Google have a corridor down the middle of their Amsterdam office designed to look (and work!) like a cycle track.
I’m not so sure about Heatherwick. Though he did a great job with the Velodrome at the London Olympics, he thinks it’s okay for cyclists to have to dismount to use a non-vehicular bridge when crossing the Thames.
Nevertheless, there are aspects of Google’s proposal about which we (cyclists) can be excited. The project promises to bring together a lot of directions architecture is generally taking that I have been saying will be beneficial to cycling generally, if we see them coming and are ready to critique or embrace as required. 1. It will be a heterotopia, an “other place”, separated from a world dominated by the logic of cars, and can thus stand as an inspiration. 2. it will embody what I called in my last book the campus condition, my way of describing buildings one can visually enjoy while riding around them in a park setting. 3. It will put cycling under one giant roof, like that of an airport, protected from rain. 4. It promises to allow every person to ride their bike to their desk. If your download quota permits, you’ll find complete plans available here. Alternatively, google image searches are turning up about a million new pictures each day.

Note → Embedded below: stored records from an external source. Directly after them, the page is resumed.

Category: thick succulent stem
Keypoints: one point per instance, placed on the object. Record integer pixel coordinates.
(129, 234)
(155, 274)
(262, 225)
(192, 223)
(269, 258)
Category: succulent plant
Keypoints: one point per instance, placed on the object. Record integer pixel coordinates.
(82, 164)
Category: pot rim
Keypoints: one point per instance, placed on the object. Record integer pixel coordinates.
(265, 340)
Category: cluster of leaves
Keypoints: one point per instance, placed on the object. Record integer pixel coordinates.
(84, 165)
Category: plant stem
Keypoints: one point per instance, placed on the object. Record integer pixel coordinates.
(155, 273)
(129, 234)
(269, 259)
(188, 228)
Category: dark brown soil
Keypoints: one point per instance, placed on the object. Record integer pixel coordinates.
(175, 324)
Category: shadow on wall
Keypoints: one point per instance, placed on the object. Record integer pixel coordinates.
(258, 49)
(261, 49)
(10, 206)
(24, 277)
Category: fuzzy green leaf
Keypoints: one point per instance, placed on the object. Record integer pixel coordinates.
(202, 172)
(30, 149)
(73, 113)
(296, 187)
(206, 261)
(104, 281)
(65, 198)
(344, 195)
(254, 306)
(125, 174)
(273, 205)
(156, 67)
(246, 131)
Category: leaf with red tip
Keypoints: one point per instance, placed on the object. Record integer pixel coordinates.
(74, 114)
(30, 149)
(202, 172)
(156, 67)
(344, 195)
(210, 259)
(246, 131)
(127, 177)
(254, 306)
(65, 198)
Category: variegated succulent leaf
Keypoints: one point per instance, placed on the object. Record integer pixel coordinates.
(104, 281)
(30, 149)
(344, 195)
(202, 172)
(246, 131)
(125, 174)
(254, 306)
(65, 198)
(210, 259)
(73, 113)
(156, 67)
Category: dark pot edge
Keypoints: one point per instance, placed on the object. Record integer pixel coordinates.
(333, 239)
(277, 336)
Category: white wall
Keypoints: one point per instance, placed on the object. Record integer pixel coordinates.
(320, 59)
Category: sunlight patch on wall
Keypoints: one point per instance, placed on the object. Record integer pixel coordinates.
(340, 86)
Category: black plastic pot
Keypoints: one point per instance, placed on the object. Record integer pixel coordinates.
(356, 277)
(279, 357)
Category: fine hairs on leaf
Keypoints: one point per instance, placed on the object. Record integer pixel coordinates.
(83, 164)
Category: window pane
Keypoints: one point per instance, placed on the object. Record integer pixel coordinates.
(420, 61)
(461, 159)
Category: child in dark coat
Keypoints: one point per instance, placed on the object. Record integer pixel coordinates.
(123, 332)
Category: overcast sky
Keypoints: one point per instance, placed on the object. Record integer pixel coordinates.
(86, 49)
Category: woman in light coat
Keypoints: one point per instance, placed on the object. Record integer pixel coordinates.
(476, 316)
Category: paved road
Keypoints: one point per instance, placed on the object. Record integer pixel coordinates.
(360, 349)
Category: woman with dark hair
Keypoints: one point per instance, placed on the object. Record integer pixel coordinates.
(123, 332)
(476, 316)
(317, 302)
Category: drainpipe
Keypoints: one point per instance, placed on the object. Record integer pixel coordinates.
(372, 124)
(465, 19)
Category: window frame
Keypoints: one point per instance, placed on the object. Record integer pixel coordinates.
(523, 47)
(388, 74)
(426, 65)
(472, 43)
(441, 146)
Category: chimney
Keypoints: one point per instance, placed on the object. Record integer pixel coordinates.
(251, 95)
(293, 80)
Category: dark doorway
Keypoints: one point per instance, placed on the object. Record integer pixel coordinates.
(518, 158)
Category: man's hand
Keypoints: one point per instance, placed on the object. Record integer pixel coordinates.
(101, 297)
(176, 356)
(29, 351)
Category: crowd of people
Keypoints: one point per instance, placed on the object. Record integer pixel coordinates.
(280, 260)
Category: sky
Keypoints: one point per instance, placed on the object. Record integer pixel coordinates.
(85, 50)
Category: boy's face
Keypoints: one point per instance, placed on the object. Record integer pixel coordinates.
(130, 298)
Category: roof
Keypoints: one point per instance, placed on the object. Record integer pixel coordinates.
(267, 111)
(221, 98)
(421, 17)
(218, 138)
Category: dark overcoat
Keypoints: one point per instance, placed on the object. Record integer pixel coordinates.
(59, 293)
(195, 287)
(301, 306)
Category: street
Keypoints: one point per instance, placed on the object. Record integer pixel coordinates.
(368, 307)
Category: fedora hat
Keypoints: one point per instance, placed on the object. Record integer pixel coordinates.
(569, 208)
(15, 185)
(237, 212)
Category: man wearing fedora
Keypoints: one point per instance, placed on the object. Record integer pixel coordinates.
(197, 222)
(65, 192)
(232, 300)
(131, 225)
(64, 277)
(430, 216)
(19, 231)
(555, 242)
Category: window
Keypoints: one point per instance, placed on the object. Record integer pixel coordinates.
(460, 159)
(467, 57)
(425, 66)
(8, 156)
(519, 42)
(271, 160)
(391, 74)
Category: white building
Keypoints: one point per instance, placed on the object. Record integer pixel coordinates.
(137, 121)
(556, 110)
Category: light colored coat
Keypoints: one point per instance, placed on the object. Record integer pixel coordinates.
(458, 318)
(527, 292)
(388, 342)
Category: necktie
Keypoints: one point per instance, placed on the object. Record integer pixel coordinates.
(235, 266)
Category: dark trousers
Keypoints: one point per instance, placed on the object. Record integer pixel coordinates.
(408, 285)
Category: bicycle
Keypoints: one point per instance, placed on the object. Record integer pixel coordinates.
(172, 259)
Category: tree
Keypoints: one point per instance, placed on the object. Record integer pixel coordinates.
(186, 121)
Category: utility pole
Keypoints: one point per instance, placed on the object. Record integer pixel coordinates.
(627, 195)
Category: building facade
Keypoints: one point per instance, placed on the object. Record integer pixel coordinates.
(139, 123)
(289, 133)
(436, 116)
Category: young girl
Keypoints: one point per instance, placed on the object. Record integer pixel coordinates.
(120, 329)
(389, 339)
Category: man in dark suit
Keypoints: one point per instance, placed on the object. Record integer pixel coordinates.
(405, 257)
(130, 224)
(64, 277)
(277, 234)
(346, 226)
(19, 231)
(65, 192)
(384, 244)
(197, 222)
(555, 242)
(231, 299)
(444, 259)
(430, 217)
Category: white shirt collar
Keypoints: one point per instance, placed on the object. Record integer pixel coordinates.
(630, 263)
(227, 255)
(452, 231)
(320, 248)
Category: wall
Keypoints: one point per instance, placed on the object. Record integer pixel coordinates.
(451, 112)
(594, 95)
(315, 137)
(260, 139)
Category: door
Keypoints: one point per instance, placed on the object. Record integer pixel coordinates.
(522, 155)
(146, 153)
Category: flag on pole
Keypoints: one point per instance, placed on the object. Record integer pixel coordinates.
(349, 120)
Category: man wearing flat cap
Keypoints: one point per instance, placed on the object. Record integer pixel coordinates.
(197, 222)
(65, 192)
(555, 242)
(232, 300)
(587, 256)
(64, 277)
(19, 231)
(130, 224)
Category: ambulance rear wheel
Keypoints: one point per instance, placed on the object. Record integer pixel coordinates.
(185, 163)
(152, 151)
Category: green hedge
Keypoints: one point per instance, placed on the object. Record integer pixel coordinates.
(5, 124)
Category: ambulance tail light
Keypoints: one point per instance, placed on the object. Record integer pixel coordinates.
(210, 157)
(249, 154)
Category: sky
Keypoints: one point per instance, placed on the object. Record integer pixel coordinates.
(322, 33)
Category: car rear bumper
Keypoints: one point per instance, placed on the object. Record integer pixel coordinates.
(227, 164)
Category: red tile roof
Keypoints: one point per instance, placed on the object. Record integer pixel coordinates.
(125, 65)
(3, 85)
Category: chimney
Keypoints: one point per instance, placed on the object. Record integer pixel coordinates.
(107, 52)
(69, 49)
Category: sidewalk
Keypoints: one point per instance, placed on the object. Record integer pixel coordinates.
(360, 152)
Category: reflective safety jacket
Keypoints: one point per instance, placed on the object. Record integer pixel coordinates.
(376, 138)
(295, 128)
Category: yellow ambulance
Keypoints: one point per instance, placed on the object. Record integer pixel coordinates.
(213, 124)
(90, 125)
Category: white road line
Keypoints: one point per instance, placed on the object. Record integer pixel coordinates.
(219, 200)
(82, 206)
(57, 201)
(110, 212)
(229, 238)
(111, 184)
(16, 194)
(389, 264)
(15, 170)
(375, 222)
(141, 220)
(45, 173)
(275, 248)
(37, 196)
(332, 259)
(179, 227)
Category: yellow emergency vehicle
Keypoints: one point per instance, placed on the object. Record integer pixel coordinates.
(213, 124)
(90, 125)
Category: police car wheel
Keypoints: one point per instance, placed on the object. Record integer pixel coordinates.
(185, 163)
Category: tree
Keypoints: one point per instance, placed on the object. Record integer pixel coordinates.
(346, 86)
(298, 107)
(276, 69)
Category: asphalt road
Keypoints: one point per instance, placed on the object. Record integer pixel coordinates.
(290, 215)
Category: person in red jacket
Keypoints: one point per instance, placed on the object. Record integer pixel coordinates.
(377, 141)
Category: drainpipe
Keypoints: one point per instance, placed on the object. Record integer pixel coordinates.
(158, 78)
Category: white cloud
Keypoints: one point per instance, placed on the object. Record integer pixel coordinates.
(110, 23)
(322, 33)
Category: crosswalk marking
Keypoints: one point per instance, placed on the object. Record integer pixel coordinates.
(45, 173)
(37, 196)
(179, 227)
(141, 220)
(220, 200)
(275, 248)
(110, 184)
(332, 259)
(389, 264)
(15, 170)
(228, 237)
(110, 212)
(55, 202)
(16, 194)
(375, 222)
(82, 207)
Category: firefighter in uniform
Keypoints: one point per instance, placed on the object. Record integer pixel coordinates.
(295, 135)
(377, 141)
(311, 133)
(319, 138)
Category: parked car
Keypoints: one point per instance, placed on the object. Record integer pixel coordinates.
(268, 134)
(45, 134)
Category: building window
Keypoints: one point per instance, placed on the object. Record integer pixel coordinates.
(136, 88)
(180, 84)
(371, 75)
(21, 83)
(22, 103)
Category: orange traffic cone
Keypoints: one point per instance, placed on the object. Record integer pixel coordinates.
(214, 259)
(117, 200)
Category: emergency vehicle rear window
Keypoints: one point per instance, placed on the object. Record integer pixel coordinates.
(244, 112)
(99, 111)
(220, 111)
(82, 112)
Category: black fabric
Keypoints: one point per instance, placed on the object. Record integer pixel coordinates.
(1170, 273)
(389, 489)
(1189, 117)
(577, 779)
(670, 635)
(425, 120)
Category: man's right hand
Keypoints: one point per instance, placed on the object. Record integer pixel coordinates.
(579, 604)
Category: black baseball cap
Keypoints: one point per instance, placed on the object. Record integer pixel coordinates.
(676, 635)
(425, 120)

Given the messianic heights of the sales pitch I know it is going to sound Philistine of me pointing out the building’s obvious, yet banal flaw. A clear roof is an inelegant proposition for a hot climate like California’s. In Denmark or England where the architects come from, perhaps, but San Francisco is only 37 degrees from the equator. UV rays will perish gaskets and fabrics. Moreover infra red rays will get in, but the hot air they create underneath will not be able to get out the same way.
Controlling the climate with upward facing glass is like controlling a flood with a hose: possible, you’ll just need some more sand bags. The sandbags, in this case, I image will be air-conditioning condensers ran from a solar farm just out of sight, and thousands of operable reflectors that will constantly be in need of repair. High Tech architects like Rogers and Foster chased their own tails all through the 80s with wiz bang solutions to problems of their own creation, and critics like Sorkin and Jencks chased them into being more modest thereafter. I would have thought Heatherwick and Ingles would know that!
Architectural critics with more time on their hands will have a lot more to say about this project as it progresses. My concern is what this scheme will do to the future of cycling, specifically cycling in large office complexes, under large roofs and to office desks, all the things the architects promise and that I agree would be great.
Here is the problem. When it gets out that Google have paid more for one building than most Asian countries would spend on food for a year, all of those programatic niceties like letting staff ride inside and ride to their desks will be dismissed by average clients as things they would love to offer to their employees, if they were Google. Alternatively, if time should reveal that the architects have overreached in their ambitions, riding inside and riding to desks will be thrown out with the idea of moveable floor plates and operable heat shields on the inside of glass bubbles. Either way, a few great ideas stand to lose.